Миле, сиди спокойно, — говорит господин Йованович, водя пальцем по строкам, и мальчик послушно останавливается. — Я не нахожу ничего подозрительного, а что касается температуры… Разве что сердце у него немного великовато для такого маленького тела. Но это вопрос конституции, перерастет, все наладится.

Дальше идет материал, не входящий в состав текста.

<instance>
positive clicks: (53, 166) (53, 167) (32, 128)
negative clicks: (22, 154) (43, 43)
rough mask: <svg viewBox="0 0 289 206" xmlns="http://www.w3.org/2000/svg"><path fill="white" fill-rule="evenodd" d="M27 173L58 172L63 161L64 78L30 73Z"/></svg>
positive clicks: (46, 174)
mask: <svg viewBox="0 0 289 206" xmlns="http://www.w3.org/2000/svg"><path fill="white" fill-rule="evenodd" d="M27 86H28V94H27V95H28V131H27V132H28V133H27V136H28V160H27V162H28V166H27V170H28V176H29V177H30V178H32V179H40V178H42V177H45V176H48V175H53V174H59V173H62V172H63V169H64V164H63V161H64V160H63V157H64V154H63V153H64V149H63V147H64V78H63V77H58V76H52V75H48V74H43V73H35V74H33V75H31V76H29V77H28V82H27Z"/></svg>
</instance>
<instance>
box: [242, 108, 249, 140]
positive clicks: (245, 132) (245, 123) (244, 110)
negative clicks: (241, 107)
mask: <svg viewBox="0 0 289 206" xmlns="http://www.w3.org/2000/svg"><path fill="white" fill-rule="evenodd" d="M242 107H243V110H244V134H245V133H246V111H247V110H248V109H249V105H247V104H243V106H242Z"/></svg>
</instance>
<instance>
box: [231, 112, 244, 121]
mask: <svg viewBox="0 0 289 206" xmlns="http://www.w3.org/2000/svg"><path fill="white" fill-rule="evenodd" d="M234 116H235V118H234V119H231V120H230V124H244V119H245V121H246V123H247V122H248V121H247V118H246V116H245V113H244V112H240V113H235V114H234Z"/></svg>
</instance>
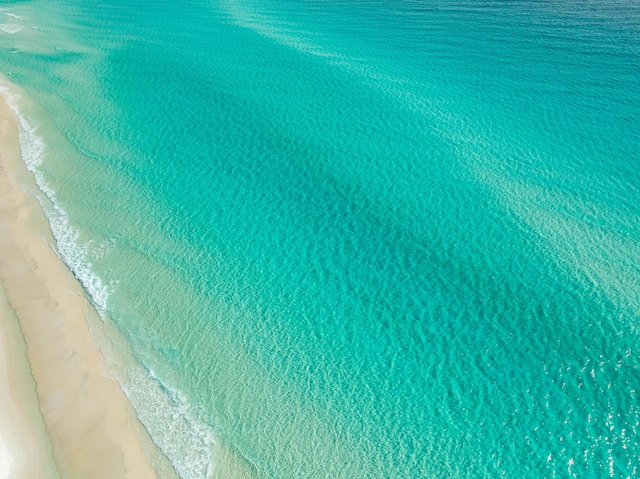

Он опускает раскрытую ладонь на грудь Богдана, и эта рука, поросшая золотистыми волосками, начинает слегка подпрыгивать, как будто под ней что-то бурлит. Подходит к Проке, мягко берет его под локоть, говорит приглушенно и доверительно.

Послушайте, это вопрос не тела, а души. У него какой-то ком в горле. Что-то его душит. Не знаете, что?

Мы здесь новые, — говорит Прока, вдруг слишком громко, а потом шепчет, — мы недавно приехали из Сисака.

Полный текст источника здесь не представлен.